One hundred and fifty ASA I-II patients(aged 18-55 years-old, BMI < 30, Mallampati Score I-II) scheduled for elective surgery undergoing general anesthesia were enrolled in this study. Patients with systemic diseases or other factors effecting the electrical activity of brain were excluded. ECG, IBP, SpO2, PetCO2, Temperature and EEG (two-channel referential montage system) were continuously monitored during the procedure. Patients were induced with TCI propofol (the target plasma concentration was initially set at 5.4 microg/ml), After induction and intubation, target plasma concentration was increased by 0.3 microg/ml increment and sustained 15 minutes until EEG burst suppression appeared(stable burst suppression waveform and BSR > 50%), and this target concentration was recorded.
The mean target plasma concentration of propofol with TCI required to induce EEG burst suppression was 6.1 +/- 0.6 microg/ml with 95% confidence interval of 5.99-6.19 microg/ml. There was no significant difference between the genders.

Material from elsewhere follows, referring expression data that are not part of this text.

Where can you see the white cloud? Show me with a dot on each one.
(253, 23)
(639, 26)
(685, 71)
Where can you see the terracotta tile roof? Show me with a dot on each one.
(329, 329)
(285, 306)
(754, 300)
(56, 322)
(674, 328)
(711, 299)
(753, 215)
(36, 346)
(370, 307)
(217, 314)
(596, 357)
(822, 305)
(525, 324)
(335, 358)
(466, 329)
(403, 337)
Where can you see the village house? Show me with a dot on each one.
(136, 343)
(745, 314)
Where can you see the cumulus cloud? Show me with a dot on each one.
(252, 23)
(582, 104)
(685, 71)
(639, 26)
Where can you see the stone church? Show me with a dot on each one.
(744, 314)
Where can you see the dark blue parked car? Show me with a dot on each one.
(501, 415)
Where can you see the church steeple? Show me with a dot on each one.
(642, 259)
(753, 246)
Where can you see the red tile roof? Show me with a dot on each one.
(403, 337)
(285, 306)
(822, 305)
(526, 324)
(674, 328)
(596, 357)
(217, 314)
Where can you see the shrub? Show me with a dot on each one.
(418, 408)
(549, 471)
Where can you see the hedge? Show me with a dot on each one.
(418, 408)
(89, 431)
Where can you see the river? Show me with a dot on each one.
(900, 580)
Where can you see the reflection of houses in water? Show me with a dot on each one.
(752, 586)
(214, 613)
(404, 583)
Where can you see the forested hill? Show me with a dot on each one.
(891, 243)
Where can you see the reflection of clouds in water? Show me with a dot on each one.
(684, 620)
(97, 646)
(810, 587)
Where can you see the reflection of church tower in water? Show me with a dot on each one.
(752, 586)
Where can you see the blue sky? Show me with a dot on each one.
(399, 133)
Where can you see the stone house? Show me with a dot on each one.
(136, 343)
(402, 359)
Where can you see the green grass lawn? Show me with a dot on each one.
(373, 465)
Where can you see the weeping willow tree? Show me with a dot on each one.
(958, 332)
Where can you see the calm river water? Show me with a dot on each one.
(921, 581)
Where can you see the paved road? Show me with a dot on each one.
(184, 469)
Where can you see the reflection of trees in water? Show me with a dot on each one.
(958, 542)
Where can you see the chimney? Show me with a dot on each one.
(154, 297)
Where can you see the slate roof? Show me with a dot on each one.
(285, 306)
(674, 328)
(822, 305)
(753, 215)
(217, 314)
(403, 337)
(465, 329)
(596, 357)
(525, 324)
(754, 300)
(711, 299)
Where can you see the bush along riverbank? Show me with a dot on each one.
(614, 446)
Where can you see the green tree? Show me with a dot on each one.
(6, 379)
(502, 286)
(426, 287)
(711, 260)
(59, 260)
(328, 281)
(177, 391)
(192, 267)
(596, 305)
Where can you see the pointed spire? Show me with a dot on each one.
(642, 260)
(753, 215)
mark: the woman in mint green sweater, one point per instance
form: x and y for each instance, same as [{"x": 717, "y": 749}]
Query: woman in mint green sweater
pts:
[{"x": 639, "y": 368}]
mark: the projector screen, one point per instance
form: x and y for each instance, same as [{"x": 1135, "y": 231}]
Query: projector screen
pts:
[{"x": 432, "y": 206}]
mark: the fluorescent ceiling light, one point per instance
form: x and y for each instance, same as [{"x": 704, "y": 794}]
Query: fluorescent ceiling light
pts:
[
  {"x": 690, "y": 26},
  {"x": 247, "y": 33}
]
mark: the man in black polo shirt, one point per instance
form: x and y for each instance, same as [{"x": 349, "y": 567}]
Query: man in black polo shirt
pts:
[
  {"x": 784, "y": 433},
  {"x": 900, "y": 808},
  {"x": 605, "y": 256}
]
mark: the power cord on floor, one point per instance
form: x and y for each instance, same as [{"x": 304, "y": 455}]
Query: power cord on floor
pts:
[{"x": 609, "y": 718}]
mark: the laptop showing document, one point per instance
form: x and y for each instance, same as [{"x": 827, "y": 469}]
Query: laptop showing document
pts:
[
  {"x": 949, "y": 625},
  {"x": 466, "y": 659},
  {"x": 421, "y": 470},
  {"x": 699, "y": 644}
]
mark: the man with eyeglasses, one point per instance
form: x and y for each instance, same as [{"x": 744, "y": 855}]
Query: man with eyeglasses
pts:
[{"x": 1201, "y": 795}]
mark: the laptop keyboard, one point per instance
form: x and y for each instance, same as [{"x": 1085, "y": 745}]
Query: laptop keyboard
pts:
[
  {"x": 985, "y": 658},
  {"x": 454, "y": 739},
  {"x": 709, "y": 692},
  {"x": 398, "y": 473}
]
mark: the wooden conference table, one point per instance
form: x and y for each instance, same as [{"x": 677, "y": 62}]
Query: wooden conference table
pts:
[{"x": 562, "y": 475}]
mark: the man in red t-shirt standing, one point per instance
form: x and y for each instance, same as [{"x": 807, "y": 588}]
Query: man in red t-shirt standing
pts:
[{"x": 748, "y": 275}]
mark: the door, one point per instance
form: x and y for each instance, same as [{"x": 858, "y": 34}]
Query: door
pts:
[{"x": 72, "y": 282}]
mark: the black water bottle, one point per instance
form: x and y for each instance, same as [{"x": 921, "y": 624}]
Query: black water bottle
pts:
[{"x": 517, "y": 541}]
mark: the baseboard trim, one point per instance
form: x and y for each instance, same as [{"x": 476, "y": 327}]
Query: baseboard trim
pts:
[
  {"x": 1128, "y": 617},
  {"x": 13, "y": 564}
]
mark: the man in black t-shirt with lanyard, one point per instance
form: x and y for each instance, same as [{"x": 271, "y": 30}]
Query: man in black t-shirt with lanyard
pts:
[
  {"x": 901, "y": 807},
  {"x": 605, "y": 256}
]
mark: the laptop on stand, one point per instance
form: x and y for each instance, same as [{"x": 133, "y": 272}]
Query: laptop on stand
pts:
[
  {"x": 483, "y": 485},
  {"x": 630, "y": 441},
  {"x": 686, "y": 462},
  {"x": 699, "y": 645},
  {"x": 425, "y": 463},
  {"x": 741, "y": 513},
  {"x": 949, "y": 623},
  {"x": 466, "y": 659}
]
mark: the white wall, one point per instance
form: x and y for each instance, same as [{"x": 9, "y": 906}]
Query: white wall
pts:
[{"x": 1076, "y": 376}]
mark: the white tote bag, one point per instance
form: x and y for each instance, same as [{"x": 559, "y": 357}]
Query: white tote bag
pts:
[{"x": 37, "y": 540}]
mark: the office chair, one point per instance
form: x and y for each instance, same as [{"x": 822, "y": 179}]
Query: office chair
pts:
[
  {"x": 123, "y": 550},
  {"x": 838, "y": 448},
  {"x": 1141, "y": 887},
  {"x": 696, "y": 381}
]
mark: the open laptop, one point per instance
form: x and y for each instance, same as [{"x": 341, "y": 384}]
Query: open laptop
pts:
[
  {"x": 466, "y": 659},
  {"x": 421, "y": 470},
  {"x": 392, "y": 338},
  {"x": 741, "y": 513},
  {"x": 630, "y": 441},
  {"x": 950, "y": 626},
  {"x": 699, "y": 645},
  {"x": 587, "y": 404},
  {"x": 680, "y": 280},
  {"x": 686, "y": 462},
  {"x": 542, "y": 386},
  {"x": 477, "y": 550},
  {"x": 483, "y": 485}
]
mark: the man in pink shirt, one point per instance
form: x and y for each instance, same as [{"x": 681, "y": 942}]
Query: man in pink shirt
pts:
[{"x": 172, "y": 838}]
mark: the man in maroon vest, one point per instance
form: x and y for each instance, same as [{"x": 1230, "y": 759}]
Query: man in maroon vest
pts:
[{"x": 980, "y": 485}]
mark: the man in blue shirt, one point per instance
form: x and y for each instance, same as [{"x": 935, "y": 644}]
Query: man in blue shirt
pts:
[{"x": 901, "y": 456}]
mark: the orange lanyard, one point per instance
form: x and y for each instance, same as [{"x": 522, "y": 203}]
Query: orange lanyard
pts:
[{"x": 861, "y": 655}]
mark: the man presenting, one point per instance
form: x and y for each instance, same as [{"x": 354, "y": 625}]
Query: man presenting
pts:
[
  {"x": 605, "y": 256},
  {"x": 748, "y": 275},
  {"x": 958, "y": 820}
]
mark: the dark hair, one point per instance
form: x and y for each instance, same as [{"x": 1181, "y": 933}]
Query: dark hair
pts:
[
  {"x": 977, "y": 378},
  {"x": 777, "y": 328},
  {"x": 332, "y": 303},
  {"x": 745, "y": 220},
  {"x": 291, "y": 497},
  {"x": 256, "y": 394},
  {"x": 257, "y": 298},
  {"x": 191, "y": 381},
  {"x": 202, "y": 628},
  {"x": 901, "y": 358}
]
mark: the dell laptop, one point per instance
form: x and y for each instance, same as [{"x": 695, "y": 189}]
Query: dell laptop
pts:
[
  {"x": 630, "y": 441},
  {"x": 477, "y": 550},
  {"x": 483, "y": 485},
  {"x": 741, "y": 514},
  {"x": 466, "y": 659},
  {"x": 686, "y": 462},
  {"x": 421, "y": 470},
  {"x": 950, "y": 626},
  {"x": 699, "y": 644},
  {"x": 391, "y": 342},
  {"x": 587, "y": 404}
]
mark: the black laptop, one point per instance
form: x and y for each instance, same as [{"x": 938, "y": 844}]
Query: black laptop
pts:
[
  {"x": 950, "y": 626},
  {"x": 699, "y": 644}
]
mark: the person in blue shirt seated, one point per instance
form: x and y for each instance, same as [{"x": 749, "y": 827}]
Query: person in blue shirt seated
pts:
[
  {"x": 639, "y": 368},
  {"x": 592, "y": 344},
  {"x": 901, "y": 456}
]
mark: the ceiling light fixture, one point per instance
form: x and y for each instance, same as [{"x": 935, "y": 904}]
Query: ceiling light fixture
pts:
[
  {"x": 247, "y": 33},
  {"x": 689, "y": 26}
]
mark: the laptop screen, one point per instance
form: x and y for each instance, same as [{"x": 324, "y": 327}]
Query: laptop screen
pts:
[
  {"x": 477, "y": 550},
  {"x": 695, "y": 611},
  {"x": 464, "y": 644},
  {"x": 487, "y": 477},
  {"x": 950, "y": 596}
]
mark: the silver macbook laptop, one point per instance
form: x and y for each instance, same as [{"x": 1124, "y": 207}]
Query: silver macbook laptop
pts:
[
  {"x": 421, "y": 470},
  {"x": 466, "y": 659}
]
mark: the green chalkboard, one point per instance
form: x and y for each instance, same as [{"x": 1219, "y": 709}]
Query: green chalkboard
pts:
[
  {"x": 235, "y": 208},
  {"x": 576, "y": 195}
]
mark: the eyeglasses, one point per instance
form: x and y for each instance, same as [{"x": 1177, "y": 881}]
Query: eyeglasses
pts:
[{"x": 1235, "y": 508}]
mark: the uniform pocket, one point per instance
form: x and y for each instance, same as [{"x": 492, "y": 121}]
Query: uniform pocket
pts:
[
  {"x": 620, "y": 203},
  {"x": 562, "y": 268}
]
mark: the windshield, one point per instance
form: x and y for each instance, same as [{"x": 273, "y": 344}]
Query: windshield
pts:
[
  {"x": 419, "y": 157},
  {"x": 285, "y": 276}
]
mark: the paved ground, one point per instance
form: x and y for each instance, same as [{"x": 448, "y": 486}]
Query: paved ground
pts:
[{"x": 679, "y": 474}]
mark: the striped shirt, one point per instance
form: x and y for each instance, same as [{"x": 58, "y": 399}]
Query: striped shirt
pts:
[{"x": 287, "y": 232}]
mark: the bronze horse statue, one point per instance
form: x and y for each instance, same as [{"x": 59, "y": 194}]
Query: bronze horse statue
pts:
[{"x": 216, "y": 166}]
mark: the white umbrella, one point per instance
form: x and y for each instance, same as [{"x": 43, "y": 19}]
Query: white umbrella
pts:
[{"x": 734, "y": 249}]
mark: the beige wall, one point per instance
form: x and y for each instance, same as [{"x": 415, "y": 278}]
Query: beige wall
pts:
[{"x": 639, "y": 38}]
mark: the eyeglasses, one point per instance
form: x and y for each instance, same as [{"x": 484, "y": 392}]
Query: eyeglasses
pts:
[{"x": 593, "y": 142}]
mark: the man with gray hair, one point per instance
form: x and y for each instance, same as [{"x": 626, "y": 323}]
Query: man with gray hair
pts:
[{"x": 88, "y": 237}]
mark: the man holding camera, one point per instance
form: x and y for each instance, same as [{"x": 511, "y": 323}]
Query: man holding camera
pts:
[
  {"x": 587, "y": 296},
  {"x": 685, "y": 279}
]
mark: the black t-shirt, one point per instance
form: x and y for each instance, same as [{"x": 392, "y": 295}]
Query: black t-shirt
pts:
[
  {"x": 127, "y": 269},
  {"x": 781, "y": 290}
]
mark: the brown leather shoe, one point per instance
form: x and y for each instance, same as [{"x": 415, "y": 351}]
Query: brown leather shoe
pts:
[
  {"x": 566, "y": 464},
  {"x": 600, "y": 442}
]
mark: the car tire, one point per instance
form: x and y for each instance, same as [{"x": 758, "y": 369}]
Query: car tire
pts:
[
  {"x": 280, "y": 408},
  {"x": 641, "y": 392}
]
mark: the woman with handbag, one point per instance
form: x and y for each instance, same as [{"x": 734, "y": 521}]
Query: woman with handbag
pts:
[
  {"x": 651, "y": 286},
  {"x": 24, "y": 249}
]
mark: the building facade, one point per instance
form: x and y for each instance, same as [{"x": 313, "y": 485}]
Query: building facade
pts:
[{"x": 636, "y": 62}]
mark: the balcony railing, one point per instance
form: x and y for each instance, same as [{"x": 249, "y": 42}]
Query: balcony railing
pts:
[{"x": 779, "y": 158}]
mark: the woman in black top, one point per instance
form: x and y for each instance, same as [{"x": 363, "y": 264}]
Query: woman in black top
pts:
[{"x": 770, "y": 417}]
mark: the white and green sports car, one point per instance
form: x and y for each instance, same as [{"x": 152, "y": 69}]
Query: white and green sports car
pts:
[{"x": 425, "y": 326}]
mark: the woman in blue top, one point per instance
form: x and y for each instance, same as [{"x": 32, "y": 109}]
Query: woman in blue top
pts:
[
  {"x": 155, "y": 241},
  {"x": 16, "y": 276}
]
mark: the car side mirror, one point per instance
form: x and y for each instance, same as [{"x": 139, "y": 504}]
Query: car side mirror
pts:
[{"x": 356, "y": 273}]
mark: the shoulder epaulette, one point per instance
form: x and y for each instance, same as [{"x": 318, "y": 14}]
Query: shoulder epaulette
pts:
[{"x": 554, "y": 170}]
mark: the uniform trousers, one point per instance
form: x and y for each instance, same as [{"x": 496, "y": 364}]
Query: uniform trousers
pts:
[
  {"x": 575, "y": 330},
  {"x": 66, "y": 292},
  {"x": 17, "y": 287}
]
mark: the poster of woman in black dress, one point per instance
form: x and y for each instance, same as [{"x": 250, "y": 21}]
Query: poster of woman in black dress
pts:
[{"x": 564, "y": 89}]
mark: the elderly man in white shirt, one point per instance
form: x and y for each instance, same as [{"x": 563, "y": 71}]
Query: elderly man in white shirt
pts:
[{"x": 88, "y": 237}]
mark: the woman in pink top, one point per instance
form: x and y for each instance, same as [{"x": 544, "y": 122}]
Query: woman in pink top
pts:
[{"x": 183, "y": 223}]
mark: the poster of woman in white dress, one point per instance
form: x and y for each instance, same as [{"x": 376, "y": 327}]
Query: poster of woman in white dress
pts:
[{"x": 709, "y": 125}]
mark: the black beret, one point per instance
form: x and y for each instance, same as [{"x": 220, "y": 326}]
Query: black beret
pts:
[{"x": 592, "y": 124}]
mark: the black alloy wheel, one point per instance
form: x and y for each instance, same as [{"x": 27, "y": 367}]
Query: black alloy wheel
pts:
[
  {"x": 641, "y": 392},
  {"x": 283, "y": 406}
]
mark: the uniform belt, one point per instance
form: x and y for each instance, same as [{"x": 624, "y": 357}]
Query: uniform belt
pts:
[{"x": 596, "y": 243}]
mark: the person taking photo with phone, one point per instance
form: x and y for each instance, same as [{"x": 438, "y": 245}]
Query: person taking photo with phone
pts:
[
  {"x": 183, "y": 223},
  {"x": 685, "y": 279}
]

The target plasma concentration of propofol reached 6.2 microg/ml can induce EEG burst suppression, which is better for intraoperative cerebral protection.
确定通过靶控输注(TCI)给予丙泊酚诱导脑电图爆发抑制所需的最佳血浆靶浓度,以降低脑代谢率并提高对脑缺血缺氧的耐受性。
本研究纳入150例计划接受全身麻醉的择期手术的美国麻醉医师协会(ASA)I-II级患者(年龄18-55岁,体重指数<30,马兰帕蒂评分I-II级)。排除患有全身性疾病或其他影响脑电活动因素的患者。术中持续监测心电图(ECG)、有创血压(IBP)、脉搏血氧饱和度(SpO₂)、呼气末二氧化碳分压(PetCO₂)、体温及脑电图(双通道参考导联系统)。患者采用TCI丙泊酚诱导(初始血浆靶浓度设定为5.4μg/ml),诱导插管后,血浆靶浓度以0.3μg/ml的增量增加并维持15分钟,直至出现脑电图爆发抑制(稳定的爆发抑制波形且爆发抑制率>50%),记录该靶浓度。
TCI丙泊酚诱导脑电图爆发抑制所需的平均血浆靶浓度为6.1±0.6μg/ml,95%置信区间为5.99-6.19μg/ml。性别之间无显著差异。
丙泊酚血浆靶浓度达到6.2μg/ml可诱导脑电图爆发抑制,对术中脑保护效果更佳。